Opening night brought us pieces from the 1980s, the 1970s and the turn of the millennium, in that order. First up, on the necessarily simple, scaffold-like set that serves all six plays, was Nicer than Orange Squash, Alice Nutter’s piece about Lorraine, a young, working-class woman who joins a squat in Leeds in the Eighties.

Lorraine (played engagingly by Isobel Coward) is infatuated by her new boyfriend “Gaz”, a seemingly charismatic squatter who expounds a dazzling array of political causes, from feminism to sabotaging fox hunts. The story that ensues involves Lorraine’s painful, but inevitable, discovery that her fellow squatters are drop-out children of rich parents with no more respect for her than Marie Antoinette had for the breadless masses.

Isobel Coward in Alice Nutter's Nicer than Orange Squash - Sharron Wallace
Isobel Coward in Alice Nutter's Nicer than Orange Squash - Sharron Wallace

Nutter does a reliable line in squat comedy (obligatory veganism, pooled dole money), but 1980s sitcom The Young Ones this is not. Like many a theatrical monologue, the piece seems rather static, as if it were a reading of a prose fiction.

In certain moments, Evie Manning’s production breaks through the fourth wall, very demonstratively drawing attention to itself as a work of theatre. This is, presumably, intended to lend the piece some dynamism. However, these interventions are so obvious that they only serve to underline this one-woman show's general lack of lustre.
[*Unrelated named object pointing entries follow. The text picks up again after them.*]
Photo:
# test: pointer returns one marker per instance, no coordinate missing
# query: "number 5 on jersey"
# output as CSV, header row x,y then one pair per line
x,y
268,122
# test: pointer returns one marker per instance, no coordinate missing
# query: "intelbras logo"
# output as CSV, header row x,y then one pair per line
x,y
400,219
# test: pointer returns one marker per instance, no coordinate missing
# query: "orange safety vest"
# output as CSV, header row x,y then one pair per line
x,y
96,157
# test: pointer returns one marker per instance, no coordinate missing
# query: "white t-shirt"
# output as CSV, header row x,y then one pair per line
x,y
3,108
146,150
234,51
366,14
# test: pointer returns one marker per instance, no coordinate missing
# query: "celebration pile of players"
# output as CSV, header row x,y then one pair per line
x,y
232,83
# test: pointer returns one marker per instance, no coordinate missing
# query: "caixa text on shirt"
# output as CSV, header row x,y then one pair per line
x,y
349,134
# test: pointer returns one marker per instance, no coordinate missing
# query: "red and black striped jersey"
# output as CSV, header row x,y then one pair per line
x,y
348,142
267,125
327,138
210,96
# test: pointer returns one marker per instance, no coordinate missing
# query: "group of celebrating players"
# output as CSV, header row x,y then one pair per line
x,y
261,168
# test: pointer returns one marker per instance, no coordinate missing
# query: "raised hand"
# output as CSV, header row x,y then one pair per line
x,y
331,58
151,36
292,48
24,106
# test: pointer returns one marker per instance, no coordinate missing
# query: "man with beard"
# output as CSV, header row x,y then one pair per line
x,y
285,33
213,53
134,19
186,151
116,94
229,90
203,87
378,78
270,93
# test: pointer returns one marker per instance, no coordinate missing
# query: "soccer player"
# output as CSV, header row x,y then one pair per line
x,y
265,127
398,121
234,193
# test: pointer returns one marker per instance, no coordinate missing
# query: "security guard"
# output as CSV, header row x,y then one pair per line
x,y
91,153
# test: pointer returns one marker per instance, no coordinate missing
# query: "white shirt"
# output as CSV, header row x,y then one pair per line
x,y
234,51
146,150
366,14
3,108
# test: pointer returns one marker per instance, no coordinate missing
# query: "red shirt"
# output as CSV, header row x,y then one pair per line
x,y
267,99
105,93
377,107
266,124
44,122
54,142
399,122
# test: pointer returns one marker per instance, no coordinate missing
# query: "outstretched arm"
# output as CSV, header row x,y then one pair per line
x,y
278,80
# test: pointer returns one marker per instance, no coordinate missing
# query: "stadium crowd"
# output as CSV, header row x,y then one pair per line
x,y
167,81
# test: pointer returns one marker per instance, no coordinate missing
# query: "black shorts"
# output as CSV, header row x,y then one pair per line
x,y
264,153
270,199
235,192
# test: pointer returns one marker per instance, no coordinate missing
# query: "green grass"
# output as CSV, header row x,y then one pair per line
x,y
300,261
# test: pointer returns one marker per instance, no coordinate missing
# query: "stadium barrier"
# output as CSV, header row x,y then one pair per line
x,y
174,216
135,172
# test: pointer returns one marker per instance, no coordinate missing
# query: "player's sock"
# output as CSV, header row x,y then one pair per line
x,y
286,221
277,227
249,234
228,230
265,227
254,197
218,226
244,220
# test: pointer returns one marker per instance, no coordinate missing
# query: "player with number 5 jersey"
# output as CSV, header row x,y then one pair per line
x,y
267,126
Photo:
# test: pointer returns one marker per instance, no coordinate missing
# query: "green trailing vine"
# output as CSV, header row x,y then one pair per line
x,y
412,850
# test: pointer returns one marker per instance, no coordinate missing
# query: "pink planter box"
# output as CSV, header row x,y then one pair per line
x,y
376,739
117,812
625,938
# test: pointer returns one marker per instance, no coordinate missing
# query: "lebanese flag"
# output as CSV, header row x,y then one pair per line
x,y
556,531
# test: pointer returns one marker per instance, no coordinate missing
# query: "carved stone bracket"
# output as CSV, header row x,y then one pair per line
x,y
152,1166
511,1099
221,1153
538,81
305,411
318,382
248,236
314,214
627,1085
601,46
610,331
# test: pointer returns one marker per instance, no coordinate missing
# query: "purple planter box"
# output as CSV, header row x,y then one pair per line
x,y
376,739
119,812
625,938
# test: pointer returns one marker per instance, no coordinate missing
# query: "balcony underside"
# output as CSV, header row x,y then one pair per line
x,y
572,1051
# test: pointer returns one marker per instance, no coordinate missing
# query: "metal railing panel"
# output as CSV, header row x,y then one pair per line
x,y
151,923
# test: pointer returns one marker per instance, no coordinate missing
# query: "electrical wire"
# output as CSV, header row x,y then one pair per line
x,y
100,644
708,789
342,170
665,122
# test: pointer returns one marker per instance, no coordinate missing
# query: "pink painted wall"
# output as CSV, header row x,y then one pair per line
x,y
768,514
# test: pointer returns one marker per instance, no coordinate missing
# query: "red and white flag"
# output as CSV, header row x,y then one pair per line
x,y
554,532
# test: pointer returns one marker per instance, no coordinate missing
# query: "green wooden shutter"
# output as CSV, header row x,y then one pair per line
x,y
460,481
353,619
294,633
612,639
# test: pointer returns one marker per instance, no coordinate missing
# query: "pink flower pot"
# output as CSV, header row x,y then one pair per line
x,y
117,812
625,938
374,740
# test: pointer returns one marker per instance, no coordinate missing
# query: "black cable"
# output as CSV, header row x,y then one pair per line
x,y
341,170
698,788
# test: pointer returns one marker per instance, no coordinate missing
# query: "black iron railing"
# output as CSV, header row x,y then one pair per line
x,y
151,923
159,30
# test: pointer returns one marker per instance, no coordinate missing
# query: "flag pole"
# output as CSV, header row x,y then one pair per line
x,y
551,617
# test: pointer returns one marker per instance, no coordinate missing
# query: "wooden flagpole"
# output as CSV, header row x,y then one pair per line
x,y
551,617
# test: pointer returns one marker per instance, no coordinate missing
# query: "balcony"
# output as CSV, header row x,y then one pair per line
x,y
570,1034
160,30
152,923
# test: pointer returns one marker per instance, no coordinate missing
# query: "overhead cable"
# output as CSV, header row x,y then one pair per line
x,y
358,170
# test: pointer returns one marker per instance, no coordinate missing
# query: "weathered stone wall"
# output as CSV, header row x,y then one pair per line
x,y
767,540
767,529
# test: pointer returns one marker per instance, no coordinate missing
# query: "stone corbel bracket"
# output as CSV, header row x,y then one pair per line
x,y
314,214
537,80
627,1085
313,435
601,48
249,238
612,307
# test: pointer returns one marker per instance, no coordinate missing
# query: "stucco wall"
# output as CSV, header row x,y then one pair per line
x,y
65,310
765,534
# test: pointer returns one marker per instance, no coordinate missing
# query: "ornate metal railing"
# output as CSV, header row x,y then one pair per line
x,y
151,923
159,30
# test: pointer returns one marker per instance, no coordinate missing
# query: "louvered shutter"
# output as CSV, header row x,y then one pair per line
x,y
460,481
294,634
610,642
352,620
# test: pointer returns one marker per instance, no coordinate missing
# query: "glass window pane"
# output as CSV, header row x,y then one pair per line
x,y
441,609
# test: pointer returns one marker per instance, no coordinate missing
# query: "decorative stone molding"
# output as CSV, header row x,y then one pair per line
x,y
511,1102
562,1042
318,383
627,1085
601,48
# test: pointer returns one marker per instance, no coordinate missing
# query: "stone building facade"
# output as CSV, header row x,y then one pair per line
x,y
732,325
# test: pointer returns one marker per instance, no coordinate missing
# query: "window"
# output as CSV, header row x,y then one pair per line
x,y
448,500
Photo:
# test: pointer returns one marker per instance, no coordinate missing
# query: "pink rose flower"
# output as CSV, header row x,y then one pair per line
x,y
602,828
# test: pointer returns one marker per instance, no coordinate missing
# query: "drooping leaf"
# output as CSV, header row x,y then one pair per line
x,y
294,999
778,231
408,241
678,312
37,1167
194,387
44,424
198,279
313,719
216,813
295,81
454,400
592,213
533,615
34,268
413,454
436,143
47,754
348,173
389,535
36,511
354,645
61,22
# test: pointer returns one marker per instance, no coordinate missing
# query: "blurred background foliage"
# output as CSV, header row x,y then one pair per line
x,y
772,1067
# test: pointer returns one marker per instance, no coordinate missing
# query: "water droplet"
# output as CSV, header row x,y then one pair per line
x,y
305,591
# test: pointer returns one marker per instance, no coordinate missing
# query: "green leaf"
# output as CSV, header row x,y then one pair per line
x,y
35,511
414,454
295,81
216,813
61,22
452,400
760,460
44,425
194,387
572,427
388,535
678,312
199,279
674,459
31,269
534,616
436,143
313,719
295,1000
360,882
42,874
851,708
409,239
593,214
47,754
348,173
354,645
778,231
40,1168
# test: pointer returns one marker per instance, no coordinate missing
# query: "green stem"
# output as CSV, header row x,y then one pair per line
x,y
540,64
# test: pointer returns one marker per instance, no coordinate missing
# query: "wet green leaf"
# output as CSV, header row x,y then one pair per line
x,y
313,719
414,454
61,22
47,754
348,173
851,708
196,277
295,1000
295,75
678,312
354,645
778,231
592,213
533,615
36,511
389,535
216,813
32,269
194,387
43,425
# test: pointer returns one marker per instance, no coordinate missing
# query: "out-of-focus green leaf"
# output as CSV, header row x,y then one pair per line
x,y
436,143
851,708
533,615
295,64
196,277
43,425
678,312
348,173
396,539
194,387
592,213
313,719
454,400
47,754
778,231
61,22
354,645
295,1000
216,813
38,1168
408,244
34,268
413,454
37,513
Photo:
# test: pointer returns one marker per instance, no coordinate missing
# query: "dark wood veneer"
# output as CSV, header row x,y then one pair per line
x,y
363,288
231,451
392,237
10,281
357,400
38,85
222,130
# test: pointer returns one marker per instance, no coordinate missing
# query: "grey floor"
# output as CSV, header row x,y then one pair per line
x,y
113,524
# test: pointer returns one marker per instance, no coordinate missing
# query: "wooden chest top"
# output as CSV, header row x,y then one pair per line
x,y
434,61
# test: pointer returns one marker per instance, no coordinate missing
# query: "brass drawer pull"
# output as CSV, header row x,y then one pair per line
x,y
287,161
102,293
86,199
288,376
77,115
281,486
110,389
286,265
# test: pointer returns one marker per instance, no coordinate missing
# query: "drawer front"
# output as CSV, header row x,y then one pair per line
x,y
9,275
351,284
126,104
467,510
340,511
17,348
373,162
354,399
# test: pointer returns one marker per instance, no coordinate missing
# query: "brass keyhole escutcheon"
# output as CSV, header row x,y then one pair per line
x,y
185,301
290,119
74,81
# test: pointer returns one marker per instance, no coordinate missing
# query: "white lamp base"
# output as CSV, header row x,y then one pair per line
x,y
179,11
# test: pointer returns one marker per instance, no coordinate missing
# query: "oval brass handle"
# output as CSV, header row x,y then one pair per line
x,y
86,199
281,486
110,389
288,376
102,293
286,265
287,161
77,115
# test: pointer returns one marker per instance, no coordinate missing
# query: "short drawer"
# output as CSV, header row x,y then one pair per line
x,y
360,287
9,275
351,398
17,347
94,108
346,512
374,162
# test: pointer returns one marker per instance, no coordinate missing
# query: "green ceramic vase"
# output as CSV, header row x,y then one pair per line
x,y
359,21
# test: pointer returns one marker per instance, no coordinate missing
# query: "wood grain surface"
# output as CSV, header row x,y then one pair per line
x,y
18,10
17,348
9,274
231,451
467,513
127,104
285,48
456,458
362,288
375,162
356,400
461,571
There is, by contrast, little lacking in The Bodyguard, Simon Armitage’s playlet set in 1979. The recent election of the Thatcher government is but a backdrop for Wilf, a teenage boy from West Yorkshire, whose life is dominated by the ongoing crimes of Peter Sutcliffe, the so-called “Yorkshire Ripper”.

Thanks to the laziness of his largely sedentary father, Wilf has joined the legions of Yorkshire men and boys who have become de facto bodyguards to female relatives. With his sister seemingly confined to her bedroom, the teenager escorts his mother home from the bus stop.

In channelling this story through a teenage boy, Armitage has hit upon a fascinating angle on this horrifying episode in modern British history. Young Connor Elliott brings a fabulous combination of disturbed innocence, solid decency and effortless Yorkshire humour to his character. He is matter-of-fact in acknowledging that his reading of the tabloids, with their lurid descriptions of Sutcliffe’s heinous methods, probably hasn’t done him any good.

Tightly directed by James Brining, this is deceptively simple writing, with a genuinely powerful undertow.

Opening night closed with Leanna Benjamin’s The Unknown. Sophia (played with great emotional commitment by Nicole Botha) is a young woman who looks at the coming new millennium celebrations with the same desire to “party like it’s 1999” as her peers.

However, living with a degenerative illness which has, on this evening, immobilised her, Sophia’s hedonism is cruelly curtailed. Instead she is left to reflect on the insufficient support systems and social isolation that blight her life.

Directed by Amanda Huxtable, the piece is both undeniably moving and questioning of our present system of social care.